I’ve been playing Wii more with my daughter so I felt this party game would be a good choice and besides I’d finally get the classic Pac-Man arcade game for my Wii, which is strangely absent from the Virtual Console Arcade. A lot of critics picked on the fact that the mini-games included really don’t have a lot to do with Pac-Man and that’s fair enough, but it’s actually a pretty decent game in the “video board game” mould, so it shouldn’t be completely dismissed.
The object is to travel around the board trying to collect a set number of dots (referred to as “cookies” in-game), building castles as you go (think Monopoly house-building and upgrading). Mini-games are used to work out control over castles when multiple players are on the same “square” or if a player lands on someone else’s castle. There’s co-operative boss fights in each of the “board” variants included to break up the mini-game battles and a couple of special spaces which result in awards or penalties that can turn the tide of the game. There’s a decent amount of movement possible in the scores, so it’s quite possible for a player to start a turn in the lead and reach the end of the board last depending on their fortunes in the mini-game battles.
The biggest attraction for old-school gamers like me is the “arcade” bonus area which contains a choice of three games: Pac-Man, Dig Dug and Galaga. The emulation is generally decent (though shockingly this version of Pac-Man lacks the intermissions), but considering Pac-Man Party was released for the 30th anniversary of the original arcade game I really expected something more – like every Pac-Man sequel and variant released in the arcades, maybe? It’s an extra so it’s not worth crying about, but considering Pac-Man is Namco’s corporate mascot, you’d think they’d have made more of an effort.
Pac-Man Party isn’t the most creative use of a license I’ve seen, but it’s pretty fun and a decent representative of the party game genre. As long as you aren’t looking for a classic arcade fix you’ll be fine.
Prince of Persia (Virtual Console SNES)
A classic 8-bit computer game given the Super Nintendo treatment.
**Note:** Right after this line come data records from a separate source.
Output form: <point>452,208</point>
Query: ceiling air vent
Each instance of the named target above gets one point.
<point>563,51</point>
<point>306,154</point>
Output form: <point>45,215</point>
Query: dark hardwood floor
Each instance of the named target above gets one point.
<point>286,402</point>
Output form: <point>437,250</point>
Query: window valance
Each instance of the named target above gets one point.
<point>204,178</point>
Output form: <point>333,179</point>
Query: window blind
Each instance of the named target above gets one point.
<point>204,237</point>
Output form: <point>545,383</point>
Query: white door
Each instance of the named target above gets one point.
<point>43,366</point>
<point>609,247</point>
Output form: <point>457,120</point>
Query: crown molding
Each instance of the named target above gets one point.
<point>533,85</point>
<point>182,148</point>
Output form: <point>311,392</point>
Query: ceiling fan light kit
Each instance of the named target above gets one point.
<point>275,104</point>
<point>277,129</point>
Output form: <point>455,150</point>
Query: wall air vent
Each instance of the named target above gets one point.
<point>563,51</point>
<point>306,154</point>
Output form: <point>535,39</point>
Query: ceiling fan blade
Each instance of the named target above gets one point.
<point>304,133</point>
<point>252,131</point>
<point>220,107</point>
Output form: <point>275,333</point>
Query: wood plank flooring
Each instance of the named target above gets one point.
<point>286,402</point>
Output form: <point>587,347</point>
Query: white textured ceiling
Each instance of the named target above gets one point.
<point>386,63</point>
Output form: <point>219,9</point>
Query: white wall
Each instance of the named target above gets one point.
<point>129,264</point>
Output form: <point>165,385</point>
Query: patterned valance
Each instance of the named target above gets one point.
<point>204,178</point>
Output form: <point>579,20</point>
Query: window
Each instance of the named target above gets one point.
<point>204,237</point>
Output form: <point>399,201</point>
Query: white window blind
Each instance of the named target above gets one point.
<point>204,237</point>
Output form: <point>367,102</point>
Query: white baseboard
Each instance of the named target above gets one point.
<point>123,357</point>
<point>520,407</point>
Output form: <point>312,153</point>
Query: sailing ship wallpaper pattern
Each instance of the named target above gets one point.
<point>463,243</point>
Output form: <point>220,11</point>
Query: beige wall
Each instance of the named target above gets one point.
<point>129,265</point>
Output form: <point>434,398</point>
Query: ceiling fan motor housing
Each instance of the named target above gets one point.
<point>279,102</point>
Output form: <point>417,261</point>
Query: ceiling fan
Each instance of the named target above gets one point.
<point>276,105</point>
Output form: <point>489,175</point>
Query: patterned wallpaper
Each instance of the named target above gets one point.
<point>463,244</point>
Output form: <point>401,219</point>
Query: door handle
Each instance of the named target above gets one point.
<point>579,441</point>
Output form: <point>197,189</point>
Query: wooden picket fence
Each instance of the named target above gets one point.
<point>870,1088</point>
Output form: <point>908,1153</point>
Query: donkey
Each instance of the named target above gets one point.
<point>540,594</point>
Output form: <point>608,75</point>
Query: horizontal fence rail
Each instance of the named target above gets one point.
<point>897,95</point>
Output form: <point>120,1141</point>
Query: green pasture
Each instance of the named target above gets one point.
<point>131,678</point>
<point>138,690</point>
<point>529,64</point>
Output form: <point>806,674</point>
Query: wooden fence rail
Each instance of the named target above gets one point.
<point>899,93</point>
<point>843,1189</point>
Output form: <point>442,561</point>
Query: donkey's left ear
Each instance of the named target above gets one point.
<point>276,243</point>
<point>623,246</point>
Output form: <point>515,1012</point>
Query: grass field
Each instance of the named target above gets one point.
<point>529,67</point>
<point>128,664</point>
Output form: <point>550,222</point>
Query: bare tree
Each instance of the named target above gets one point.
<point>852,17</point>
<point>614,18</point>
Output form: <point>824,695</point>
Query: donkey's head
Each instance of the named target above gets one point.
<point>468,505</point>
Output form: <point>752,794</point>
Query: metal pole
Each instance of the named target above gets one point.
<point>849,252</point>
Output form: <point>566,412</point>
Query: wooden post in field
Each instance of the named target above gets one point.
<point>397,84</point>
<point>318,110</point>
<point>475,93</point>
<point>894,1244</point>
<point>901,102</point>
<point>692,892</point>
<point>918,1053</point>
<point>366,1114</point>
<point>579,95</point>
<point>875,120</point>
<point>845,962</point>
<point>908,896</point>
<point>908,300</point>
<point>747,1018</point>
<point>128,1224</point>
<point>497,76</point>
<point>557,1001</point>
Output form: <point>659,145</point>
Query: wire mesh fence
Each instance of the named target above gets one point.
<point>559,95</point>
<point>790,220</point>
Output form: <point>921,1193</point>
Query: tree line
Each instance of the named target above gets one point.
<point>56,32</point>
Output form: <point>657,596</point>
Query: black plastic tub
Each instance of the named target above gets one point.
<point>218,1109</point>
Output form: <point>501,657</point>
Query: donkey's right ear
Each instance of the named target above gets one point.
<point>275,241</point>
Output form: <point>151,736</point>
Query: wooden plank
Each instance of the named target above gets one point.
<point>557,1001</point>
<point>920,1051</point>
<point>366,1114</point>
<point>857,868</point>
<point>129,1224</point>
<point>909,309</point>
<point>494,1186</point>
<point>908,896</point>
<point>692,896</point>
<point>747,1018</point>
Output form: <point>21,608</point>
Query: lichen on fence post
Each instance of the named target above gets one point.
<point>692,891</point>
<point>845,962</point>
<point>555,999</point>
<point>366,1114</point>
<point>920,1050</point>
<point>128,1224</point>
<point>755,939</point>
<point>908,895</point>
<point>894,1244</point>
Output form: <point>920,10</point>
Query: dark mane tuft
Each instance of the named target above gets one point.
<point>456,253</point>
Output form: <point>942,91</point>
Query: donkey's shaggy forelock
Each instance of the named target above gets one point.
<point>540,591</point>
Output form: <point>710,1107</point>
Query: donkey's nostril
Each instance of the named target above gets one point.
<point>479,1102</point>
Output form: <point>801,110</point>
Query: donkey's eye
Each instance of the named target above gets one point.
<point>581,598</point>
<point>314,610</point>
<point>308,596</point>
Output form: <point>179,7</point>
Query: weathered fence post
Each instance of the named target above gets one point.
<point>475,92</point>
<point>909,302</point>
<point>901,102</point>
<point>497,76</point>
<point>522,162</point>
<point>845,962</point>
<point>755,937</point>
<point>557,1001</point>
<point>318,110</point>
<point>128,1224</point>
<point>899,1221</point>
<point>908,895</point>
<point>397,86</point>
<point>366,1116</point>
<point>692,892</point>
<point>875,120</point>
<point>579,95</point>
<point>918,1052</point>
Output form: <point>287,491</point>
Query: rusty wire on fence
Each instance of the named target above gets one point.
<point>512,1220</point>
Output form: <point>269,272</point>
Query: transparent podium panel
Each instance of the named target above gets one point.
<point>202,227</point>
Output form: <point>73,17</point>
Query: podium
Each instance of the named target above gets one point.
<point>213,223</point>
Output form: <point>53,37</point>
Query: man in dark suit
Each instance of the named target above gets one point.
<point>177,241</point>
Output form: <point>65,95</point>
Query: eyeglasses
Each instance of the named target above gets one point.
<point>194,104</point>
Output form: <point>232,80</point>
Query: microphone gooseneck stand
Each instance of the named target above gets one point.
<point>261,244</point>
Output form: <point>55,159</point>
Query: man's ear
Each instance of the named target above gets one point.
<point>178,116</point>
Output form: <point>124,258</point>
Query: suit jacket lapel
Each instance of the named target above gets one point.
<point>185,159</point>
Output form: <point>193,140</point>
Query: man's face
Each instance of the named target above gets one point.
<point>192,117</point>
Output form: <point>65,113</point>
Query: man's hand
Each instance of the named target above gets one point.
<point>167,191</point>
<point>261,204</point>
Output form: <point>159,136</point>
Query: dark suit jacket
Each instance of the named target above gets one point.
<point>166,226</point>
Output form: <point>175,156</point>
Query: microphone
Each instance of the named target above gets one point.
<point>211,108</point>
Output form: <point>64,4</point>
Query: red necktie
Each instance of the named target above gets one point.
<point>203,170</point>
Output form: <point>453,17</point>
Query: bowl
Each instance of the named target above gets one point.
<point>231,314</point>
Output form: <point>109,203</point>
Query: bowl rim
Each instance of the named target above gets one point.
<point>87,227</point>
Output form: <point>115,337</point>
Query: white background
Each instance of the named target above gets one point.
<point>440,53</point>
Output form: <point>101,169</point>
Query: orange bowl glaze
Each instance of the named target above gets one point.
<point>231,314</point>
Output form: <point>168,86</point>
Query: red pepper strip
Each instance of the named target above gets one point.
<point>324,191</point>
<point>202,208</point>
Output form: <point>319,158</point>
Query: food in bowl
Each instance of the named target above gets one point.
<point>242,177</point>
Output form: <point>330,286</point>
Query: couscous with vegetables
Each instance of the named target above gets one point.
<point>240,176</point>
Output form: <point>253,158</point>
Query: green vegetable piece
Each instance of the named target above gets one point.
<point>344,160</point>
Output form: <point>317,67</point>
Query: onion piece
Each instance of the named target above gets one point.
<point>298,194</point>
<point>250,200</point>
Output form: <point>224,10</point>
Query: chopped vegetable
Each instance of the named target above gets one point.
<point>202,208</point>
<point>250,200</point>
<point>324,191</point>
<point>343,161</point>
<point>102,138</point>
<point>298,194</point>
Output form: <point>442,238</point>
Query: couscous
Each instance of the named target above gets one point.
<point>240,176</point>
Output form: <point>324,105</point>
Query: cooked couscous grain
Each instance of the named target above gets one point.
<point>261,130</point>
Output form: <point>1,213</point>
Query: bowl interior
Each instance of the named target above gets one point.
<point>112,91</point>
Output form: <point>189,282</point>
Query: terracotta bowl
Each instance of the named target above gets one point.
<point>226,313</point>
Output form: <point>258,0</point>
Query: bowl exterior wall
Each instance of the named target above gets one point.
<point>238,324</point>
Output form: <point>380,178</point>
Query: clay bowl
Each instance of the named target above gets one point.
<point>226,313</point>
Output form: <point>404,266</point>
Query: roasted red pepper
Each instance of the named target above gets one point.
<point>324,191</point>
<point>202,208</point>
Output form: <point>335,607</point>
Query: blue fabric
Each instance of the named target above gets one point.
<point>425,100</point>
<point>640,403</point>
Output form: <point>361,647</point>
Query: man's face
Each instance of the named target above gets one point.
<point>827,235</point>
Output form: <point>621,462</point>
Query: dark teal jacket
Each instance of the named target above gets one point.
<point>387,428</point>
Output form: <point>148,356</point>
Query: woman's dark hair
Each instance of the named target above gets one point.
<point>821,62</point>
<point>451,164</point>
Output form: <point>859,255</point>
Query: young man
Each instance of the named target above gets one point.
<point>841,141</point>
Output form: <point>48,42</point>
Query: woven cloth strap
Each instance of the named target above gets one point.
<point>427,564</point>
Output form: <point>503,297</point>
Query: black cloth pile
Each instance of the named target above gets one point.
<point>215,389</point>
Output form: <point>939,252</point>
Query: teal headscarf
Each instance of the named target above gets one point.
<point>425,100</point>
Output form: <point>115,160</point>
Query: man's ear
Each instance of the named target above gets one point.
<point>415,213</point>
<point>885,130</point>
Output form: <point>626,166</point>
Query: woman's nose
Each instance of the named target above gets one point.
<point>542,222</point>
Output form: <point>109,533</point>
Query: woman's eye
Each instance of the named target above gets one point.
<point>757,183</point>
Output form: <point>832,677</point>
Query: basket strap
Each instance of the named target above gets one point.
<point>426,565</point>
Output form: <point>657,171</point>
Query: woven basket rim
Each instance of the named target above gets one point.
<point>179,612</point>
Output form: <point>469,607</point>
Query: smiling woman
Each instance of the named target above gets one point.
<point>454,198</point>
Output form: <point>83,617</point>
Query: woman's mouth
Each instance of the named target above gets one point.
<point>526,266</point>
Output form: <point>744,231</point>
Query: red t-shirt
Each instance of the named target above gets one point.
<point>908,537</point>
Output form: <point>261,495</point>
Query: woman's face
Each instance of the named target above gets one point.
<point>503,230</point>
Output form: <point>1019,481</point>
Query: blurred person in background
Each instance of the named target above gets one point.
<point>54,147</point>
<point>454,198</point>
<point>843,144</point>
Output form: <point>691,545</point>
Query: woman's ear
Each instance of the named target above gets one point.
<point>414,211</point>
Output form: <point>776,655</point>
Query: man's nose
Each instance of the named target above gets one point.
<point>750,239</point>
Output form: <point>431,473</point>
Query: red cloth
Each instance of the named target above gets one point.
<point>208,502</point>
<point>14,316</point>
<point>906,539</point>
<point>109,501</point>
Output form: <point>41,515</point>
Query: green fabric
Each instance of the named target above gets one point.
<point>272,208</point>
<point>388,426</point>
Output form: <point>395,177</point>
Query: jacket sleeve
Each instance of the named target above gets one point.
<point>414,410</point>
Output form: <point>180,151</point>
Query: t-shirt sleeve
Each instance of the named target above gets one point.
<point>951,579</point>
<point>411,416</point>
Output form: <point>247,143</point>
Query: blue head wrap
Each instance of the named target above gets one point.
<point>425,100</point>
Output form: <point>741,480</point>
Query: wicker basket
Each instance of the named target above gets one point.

You’re put in the role of a young prince who must rescue a princess from an evil vizir or king or whatever and must traverse deadly pits and time-based challenges in order to get a sword and defeat the baddie before time runs out and she’s executed or whatever. Ground-breaking in its use of life-like character animation, you’d be hard-pressed to find anyone who was playing games in the 80s who didn’t at least hear about this game.
The SNES version is true to the computer-based original with a bit more graphical detail and larger colour palette, but it’s just as unforgiving. Players get sent back to the start if they die (if there are checkpoints, they’re pretty widely spread apart) and there’s a fixed time limit. There are unlimited lives, but each attempt will use more of the sand in your hourglass. There is a code system you can use if you need to stop partway through (though with the Virtual Console pause feature you won’t need this), but this is a game that pretty well demands you finish it in one 30min. sitting.
It’s hard to imagine people paying full-retail for this when it first released given the punishing difficulty, but for the low price of 800 Nintendo Points it’s a nice bit of history for old-school platforming fans.